Por estes dias, em Belém, a azáfama diária de quem enceta os preparativos para sair de casa e examina ao pormenor todos os cantos, para deixar tudo bem arrumadinho, deve estar a ser bastante perturbada.
Nada que não se adivinhasse. As dúvidas rodam em torno de três palavras: bastante, examinar e encetar. Estas são as chaves da governação de Portugal nos próximos anos. Resume-se à conjugação destas a estabilidade política que se pretende ter para esta legislatura. E dá que pensar!
Bastante: adjectivo de dois géneros, que satisfaz; determinante e pronome indefinido, que indica uma grande quantidade ou intensidade; advérbio, em quantidade suficiente ou de grau elevado; e substantivo masculino, aquilo que basta ou satisfaz.

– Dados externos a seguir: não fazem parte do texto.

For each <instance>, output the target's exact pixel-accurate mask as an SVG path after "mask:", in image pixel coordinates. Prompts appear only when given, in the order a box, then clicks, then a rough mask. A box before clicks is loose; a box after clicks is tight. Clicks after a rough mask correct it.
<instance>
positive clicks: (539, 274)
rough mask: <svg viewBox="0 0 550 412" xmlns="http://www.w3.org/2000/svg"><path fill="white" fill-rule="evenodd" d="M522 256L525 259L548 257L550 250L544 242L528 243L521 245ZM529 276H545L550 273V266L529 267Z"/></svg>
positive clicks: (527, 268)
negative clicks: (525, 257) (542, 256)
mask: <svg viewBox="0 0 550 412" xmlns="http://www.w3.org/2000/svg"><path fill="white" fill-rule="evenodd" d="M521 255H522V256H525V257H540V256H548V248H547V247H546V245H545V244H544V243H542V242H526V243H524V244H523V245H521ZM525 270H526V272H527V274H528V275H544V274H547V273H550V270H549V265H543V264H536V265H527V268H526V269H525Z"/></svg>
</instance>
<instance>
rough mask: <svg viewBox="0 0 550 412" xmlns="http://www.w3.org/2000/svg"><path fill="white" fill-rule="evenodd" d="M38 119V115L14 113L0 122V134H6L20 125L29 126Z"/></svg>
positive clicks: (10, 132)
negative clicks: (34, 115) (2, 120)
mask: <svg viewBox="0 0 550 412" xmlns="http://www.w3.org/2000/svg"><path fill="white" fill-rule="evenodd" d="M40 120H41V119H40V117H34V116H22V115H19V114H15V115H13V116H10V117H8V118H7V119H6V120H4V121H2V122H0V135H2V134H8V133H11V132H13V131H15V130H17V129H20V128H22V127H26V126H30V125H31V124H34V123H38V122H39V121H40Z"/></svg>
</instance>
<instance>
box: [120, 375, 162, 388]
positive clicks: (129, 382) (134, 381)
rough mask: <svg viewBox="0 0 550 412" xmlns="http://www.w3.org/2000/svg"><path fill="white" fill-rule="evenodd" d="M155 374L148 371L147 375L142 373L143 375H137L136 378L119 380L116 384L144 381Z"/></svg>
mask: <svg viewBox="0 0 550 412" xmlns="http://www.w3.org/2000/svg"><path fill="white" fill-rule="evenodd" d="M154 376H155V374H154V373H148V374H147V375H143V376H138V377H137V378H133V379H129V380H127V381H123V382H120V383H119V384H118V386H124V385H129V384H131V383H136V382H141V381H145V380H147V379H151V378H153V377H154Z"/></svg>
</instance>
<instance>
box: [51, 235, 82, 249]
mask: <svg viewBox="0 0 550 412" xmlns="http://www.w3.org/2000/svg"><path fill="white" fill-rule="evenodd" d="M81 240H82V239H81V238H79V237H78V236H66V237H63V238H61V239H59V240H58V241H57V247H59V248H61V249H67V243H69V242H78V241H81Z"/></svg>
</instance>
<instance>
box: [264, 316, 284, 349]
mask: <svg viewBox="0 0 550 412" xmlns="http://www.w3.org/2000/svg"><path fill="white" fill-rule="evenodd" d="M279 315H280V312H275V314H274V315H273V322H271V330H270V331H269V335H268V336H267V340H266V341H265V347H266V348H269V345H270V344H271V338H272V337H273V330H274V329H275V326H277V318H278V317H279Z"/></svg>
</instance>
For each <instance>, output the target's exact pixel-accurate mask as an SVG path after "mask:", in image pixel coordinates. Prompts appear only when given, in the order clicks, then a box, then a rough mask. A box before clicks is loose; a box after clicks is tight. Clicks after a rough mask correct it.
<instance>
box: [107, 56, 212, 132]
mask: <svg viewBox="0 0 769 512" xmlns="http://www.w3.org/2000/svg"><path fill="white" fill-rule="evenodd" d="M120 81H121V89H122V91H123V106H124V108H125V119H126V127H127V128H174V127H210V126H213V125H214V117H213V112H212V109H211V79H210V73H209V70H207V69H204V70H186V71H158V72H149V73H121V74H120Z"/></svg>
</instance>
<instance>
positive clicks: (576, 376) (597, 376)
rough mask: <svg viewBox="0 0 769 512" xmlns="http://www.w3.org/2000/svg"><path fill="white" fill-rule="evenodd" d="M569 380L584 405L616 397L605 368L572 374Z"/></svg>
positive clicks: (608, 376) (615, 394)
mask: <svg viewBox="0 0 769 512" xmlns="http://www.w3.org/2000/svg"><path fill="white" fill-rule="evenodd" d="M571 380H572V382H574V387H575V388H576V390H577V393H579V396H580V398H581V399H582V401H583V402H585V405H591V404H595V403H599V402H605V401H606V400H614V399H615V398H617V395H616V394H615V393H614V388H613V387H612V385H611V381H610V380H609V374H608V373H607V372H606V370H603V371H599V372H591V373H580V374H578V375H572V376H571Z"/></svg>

Encetar: verbo transitivo que indica cortar o primeiro pedaço de um todo, tirar o primeiro líquido de um recipiente, tirar alguma coisa de algo que esteja cheio ou dar princípio a; verbo pronominal, estrear-se ou ser o primeiro a fazer algo.
Examinar: substantivo masculino, considerar atentamente e nos mais pequenos pormenores, proceder ao exame, interrogar o examinado, provar ou ver a qualidade, observar; verbo pronominal, fazer exame de consciência ou observar-se com atenção. Estou quase certo de que é perante isto que o senhor Presidente e os seus conselheiros vão elaborando cenários, em constante conjugação gramatical, que satisfaçam o seu desejo de “um compromisso com sentido de responsabilidade e que assegure uma solução governativa consistente”.
Este compromisso basta ou apenas satisfaz? É o princípio de algo sólido ou é apenas uma estreia?
Esta base institucional é bastante? Tem um grau elevado de compromisso ou é apenas de quantidade suficiente?
E as responsabilidades que têm de assumir? Considerá--las-ão atentamente ou vão simplesmente observá-las?
E a solução de maioria de esquerda? É consistente e prova qualidade ou é apenas suficiente?
A tentação de travar a solução que a democracia criou é grande. Tão grande quanto, na mesma proporcionalidade, a volatilidade dos acordos que a sustentam. Por isso, Belém está ao rubro. Imagino páginas e páginas de análises jurídico-gramaticais para sustentar que os acordos de esquerda que dão “uma base institucional bastante” ao PS para formar governo não representam um compromisso responsável e consiste3nte.
A democracia é isto! Uma encenação política de conjugações gramaticais para todos os gostos! Mas desta feita há uma que é maioritária! Senhor Presidente, cumpram-se as regras do jogo.
*A leitura deste texto não dispensa a consulta dos acordos do PS, PCP, BE e PEV.